The loggerhead shrike, Lanius ludovicianus, looks like just another songbird. Intimidating it ain't. That is until you get a close look at the curved beak and the idea pops into your brain that something else must going on with this bird.
And you'd be right. Despite its relatively diminutive size, the loggerhead shrike is a bird of prey as well as a songbird. Its nickname: the butcherbird.
Despite its lack of stature, it is able to carry prey as big as itself. It has a body length of about nine or 10 inches and wingspan of about a foot. It is a gray bird, with a black mask, black wings with a white patch and a black tail. Its bill is short, curved raptor-like at the tip but it doesn't have raptor-like talons. It does have extraordinary eyesight that enables it to spot a grasshopper — a favorite food — at 70 yards.
The loggerhead is a year-round resident of South Florida as well as much of the southern and central United States. There are also migratory populations that spend the summer farther north into Canada and winter in parts of Texas and Mexico.
It lives in open places with a few trees or shrubs for perching, or in forests with open areas adjacent. It's particularly fond of trees and shrubs with thorns or spines, which serve two purposes, one obvious, the other not so much. It tends to perch on posts, signs, fences, barbed wire and in trees and shrubs, where it scans for a meal, which might be a bug, a bird, a reptile or a rodent. When it sees a tasty meal, it will swoop down, perhaps hover for a second and hit its target. Small prey will be eaten right away; larger items will be hauled off to a thorny tree or shrub, where the hapless victim is impaled and stored to be eaten at a later date.

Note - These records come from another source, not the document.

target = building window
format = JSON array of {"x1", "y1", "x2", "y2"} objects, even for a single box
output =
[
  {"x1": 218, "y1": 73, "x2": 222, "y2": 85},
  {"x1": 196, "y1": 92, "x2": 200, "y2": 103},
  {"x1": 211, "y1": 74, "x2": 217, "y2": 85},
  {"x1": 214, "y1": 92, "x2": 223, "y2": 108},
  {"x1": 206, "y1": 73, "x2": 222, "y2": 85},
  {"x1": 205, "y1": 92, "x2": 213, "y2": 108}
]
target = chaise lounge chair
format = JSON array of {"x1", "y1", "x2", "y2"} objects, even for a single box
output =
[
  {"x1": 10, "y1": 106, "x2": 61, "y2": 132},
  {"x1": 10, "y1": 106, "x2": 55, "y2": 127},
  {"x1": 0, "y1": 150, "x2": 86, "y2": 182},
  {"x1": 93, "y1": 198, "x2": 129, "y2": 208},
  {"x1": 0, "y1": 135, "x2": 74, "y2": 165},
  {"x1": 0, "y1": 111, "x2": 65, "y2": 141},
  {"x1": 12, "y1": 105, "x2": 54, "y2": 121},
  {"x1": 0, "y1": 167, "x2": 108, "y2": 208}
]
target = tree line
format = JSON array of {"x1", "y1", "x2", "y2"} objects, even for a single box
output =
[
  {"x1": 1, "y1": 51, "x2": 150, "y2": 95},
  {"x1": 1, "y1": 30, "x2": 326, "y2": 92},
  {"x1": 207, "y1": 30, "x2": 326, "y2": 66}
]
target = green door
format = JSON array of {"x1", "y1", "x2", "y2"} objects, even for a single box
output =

That habit of impaling its prey is one theory we've read that allows loggerheads to eat bugs that would be toxic to other animals. As the theory goes, storing the meal allows time for volatile poisons to break down into harmless substances. Loggerheads are one of the few animals able to eat the otherwise toxic eastern lubber grasshopper. A second theory: shrikes have learned to eat the head and abdomen of the lubber while tossing away the poisonous thorax.
Vertebrate prey are attacked at the nape; loggerheads have sharp projections in their upper bill called tomial teeth that bore into the prey's spinal chord and paralyze it.
Nesting season begins as early as February. Loggerhead shrikes often nest in thorny bushes and trees for the protection that they afford. Both males and females select the site and gather material, with females doing the assembly.
Shrikes nest in trees anywhere from as low as three feet off the ground to as high as 30. They pick a spot in a crotch affording strength and amid dense foliage for concealment. Females lay as many as a half-dozen eggs; they also handle incubation duties, while males bring food. The eggs hatch in a little more than two weeks; both parents feed the brood, which stays nest-bound for about three weeks. Juveniles stay with their parents for three or four weeks after fledging. A pair might have as many as three broods during a season.
Loggerheads aren't considered imperiled globally but their numbers are dwindling. In the northeast, it's all but disappeared for reasons unknown. New York lists it as endangered. Loggerheads are members of Landiidae, the shrike family.